Özellikle internet üzerinden verilen reklamlar arttıkça, söz konusu reklam gelirinin nerede elde edilmiş sayılacağına ilişkin sorunlar da tartışılır hale gelmiştir. Temel vergi mantığı ile düşünüldüğünde reklam verenin bulunduğu ülkenin vergilendirme konusunda yetkili olduğu değerlendirilebilir. Sorun reklamı veren, reklamı yayınlayan ve reklamın yayınlandığı ülkelerin birbirinden farklı olduğu zaman ortaya çıkmaktadır. Örneğin; İngiltere’deki bir reklam verenin Google’a reklam hizmeti için ödediği ücret İngiltere’de mi yoksa Google’ın merkezinin bulunduğu ABD’de mi vergilendirilecektir?
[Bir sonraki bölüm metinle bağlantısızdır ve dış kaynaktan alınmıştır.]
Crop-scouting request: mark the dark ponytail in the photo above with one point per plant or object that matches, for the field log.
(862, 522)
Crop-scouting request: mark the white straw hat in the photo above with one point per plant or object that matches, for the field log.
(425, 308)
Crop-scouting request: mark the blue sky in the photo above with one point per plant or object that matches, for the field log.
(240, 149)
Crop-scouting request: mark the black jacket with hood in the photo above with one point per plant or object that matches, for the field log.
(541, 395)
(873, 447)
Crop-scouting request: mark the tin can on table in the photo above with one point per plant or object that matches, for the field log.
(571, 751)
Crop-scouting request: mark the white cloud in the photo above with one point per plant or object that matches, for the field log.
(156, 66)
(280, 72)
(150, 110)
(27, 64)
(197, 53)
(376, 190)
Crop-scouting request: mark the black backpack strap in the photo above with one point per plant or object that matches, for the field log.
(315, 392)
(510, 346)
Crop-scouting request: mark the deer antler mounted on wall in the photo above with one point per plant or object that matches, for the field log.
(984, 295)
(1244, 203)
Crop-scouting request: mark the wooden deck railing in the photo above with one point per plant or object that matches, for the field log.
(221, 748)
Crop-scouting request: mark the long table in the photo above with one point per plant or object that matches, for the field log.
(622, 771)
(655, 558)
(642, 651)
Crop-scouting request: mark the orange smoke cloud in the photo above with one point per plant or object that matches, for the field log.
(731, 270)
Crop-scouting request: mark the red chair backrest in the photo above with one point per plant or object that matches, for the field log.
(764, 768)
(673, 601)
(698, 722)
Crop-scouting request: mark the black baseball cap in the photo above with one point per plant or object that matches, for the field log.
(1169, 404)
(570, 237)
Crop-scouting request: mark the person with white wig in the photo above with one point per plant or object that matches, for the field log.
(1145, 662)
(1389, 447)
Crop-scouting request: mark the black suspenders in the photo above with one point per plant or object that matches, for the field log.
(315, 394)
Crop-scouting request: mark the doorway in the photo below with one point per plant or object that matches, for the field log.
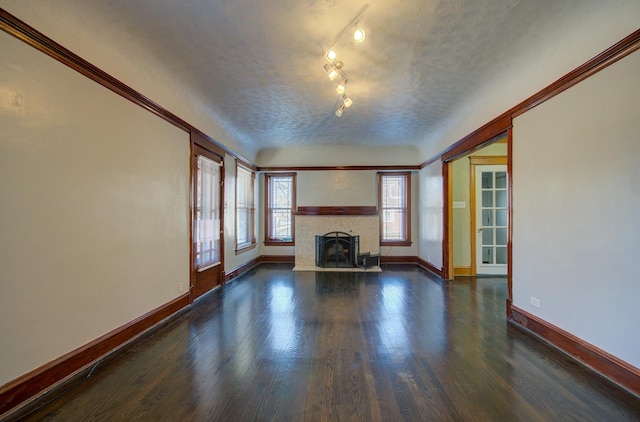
(464, 234)
(489, 215)
(208, 241)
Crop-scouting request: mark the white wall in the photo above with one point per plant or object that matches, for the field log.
(576, 202)
(580, 30)
(333, 155)
(430, 218)
(95, 210)
(111, 47)
(344, 188)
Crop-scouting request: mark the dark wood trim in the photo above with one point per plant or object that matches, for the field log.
(478, 138)
(333, 168)
(500, 124)
(447, 230)
(462, 271)
(430, 161)
(429, 267)
(29, 35)
(280, 259)
(608, 57)
(595, 358)
(278, 243)
(241, 269)
(37, 381)
(337, 210)
(486, 160)
(249, 265)
(391, 259)
(510, 219)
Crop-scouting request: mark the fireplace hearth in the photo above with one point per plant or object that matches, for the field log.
(337, 250)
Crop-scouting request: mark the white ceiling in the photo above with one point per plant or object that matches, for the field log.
(258, 64)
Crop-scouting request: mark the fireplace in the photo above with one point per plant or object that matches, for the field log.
(337, 250)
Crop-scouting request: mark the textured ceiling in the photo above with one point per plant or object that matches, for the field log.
(259, 64)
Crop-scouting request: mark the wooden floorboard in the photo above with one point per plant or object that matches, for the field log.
(398, 345)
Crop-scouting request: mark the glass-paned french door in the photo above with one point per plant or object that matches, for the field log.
(492, 225)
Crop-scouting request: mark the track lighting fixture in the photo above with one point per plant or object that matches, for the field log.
(358, 35)
(334, 68)
(332, 71)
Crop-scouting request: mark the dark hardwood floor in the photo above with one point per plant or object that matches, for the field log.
(390, 346)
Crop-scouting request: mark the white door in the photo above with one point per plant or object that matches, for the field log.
(492, 225)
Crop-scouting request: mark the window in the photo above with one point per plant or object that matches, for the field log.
(280, 203)
(394, 203)
(207, 219)
(245, 209)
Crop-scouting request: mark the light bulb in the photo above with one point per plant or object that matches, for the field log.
(331, 70)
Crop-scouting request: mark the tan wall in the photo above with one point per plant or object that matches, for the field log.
(95, 210)
(576, 201)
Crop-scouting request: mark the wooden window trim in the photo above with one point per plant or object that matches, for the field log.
(267, 227)
(251, 210)
(407, 223)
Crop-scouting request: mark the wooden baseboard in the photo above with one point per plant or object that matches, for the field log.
(280, 259)
(429, 266)
(462, 271)
(604, 363)
(390, 259)
(36, 382)
(230, 275)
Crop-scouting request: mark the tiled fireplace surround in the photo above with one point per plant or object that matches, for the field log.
(322, 221)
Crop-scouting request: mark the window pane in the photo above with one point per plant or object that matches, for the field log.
(244, 207)
(487, 236)
(487, 255)
(501, 218)
(393, 225)
(501, 198)
(487, 199)
(280, 207)
(487, 180)
(501, 179)
(501, 236)
(487, 218)
(393, 207)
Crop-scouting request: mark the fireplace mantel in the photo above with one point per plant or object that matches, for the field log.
(337, 210)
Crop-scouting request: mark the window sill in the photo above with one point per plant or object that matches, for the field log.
(279, 243)
(245, 248)
(396, 243)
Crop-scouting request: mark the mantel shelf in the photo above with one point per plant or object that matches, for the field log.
(334, 210)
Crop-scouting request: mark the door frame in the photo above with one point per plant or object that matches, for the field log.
(474, 161)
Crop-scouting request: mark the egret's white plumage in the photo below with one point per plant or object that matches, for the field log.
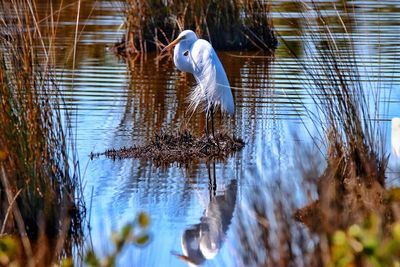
(198, 57)
(396, 136)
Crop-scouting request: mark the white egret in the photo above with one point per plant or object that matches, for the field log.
(396, 137)
(198, 57)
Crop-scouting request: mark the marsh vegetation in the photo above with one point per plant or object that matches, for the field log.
(336, 208)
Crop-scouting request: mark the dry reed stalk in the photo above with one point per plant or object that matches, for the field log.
(36, 136)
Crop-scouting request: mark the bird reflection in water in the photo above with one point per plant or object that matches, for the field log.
(202, 241)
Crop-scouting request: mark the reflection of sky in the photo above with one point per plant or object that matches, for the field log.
(269, 112)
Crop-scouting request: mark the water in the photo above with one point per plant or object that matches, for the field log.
(112, 107)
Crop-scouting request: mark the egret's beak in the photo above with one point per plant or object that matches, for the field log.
(171, 44)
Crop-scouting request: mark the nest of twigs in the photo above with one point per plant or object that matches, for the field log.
(180, 147)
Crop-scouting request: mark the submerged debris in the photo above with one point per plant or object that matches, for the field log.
(181, 147)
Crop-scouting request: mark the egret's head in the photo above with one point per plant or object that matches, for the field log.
(185, 36)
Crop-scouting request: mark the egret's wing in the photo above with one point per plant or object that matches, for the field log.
(204, 73)
(212, 83)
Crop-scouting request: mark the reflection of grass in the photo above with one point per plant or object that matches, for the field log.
(352, 185)
(39, 181)
(227, 24)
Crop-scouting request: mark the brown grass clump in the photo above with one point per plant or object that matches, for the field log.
(352, 185)
(40, 197)
(180, 147)
(226, 24)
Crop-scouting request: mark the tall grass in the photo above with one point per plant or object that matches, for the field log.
(226, 24)
(352, 186)
(40, 188)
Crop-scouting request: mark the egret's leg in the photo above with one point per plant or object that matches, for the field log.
(207, 115)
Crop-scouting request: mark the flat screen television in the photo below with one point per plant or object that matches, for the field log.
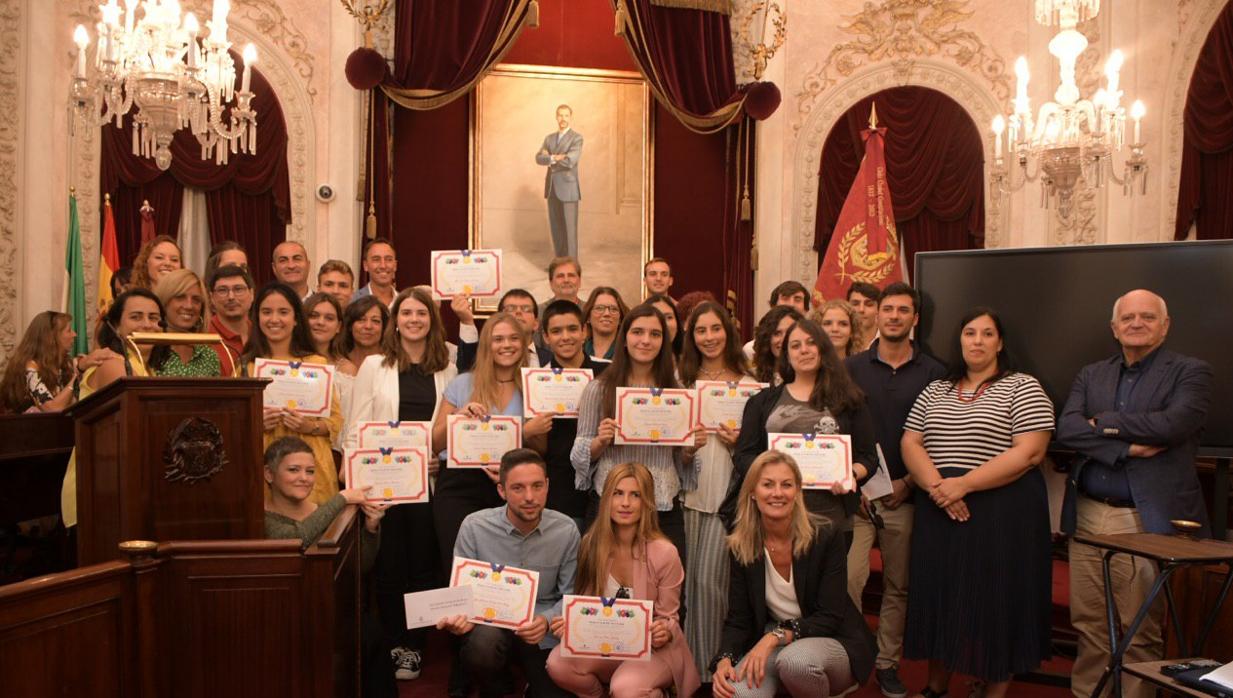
(1057, 303)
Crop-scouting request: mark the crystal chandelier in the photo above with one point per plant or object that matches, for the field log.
(1070, 138)
(147, 56)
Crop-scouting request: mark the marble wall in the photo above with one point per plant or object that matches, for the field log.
(836, 52)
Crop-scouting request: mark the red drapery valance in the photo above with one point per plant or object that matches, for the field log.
(248, 199)
(935, 165)
(1205, 191)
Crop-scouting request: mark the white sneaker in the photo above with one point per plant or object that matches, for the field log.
(406, 664)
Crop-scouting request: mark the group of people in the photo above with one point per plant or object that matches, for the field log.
(756, 581)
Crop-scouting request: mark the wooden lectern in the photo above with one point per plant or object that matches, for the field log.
(168, 459)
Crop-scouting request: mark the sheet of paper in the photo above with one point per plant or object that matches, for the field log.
(824, 459)
(652, 416)
(554, 391)
(305, 387)
(426, 608)
(607, 628)
(465, 271)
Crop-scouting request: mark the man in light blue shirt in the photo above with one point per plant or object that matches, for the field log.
(519, 534)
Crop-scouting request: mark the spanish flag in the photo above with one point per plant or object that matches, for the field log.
(109, 257)
(864, 246)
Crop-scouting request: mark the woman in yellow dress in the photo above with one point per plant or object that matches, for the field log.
(280, 332)
(136, 310)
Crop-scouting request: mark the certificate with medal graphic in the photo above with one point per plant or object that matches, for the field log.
(395, 435)
(305, 387)
(655, 416)
(607, 628)
(824, 459)
(502, 596)
(480, 443)
(465, 271)
(723, 402)
(398, 476)
(554, 391)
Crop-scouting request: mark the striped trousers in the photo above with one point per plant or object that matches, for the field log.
(707, 571)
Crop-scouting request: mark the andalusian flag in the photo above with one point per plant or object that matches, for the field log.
(109, 257)
(74, 281)
(864, 246)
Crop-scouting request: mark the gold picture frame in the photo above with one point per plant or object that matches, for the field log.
(513, 107)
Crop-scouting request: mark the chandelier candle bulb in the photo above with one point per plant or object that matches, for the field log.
(81, 40)
(249, 58)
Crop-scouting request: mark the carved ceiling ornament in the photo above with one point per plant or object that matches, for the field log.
(1200, 16)
(957, 83)
(10, 157)
(903, 32)
(286, 62)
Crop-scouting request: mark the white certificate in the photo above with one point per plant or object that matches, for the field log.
(554, 391)
(721, 402)
(824, 459)
(426, 608)
(459, 271)
(655, 416)
(503, 596)
(305, 387)
(480, 443)
(395, 435)
(607, 628)
(398, 476)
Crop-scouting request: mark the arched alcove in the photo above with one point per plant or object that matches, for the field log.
(935, 159)
(966, 89)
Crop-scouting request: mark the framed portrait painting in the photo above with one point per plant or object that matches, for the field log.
(561, 165)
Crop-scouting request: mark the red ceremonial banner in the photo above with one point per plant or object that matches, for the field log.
(864, 246)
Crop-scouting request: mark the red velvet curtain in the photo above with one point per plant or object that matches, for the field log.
(1205, 192)
(935, 165)
(248, 199)
(687, 57)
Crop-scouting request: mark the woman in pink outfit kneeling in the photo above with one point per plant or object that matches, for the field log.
(625, 555)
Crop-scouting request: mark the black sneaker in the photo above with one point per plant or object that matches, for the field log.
(406, 664)
(889, 683)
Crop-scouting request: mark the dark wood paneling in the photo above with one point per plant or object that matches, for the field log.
(68, 634)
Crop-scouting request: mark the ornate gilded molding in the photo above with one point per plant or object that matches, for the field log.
(1200, 15)
(901, 33)
(956, 82)
(286, 62)
(10, 156)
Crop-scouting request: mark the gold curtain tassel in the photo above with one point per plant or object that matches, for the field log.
(622, 17)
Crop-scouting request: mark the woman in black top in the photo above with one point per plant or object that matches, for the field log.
(816, 397)
(790, 624)
(405, 384)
Google, çevrimiçi arama hizmetinden elde edilen gelirin, hizmetin sunulduğu yerden değil, arama motoru teknolojisinin bulunduğu yerden elde edildiğini savunarak kendilerince sunulan çevirimiçi arama teknolojisinin yalnızca ABD’de geliştirildiğini ve bu nedenle bu hizmet nedeniyle elde edilen gelirin ABD kaynaklı olarak değerlendirilmesi gerektiğini ve vergilendirme yetkisinin yalnızca ABD hükümetine ait olduğunu iddia etmekteydi. Bu tez Apple’ın Iphone satışından elde edilen kazanç için satışın yapıldığı yerden ziyade teknolojinin üretildiği yer olan ABD’de vergilendirilmesi gerektiği savunması ile birbirine benzemektedir.

Avrupa Komisyonu Google’ın bu iddiasını reddederek 2005’ten beri Birleşik Krallık’taki reklam verenlerden elde ettiği reklam gelirlerine ilişkin olarak Birleşik Krallık hükümetine hiçbir vergi ödemesinde bulunmaması nedeniyle 130 milyon €’luk bir vergi cezası uygulamıştır.

Öte yandan bugünlerde Google, 2015 yılında Japonya’daki reklam faaliyeti kapsamında elde ettiği 32 milyon $’lık reklam gelirini, söz konusu faaliyet Singapur için destek operasyonuymuş gibi gösterilerek vergi oranlarının daha düşük olduğu Singapur’da elde edilmiş gibi değerlendirilmesine yol açtığı gerekçesi ile Japon mali idaresi tarafından 9.2 milyon $’lık bir vergi cezasına çarptırıldı.

Google özelinde ülkemizde de 2009 yılında ilk kez mali idare tarafından Türkiye’deki reklam gelirleri açısından inceleme başlatılmış ve Google’ın Türkiye’de bulunan iştiraki, Türkiye’deki reklam hizmetleri açısından daimi temsilcisi olarak değerlendirilerek kazancın Türkiye’de elde edildiği ve vergileme yetkisinin Türkiye Cumhuriyeti Devleti’ne ait olduğu yorumuyla beraber beyan dışı bırakılmış kazançlara isabet eden vergilerin tarhı vergi inceleme elemanları tarafından önerilmiştir.

Özellikle elektronik ticaret ve elektronik hizmetlerde vergilendirme yetkisinin hangi ülkeye ait olduğuna ve kazancın nerede elde edildiğine dair ülkeler arası çifte vergilendirmeyi önleme anlaşmaları ile geçici çözümler aransa da uluslararası vergi hukukunda konu ile ilgili temel prensipler oluşturulamadığından bu ve benzeri konular ilerleyen yıllarda ihtilaf konusu olmaya devam edecektir.

Yukarıdaki içerik Vergi Dünyası dergisinin 2019 yılı Temmuz sayısındaki "Çokuluslu Şirketlerin Uluslararası Vergileme Stratejileri" konulu makaleden alınmıştır.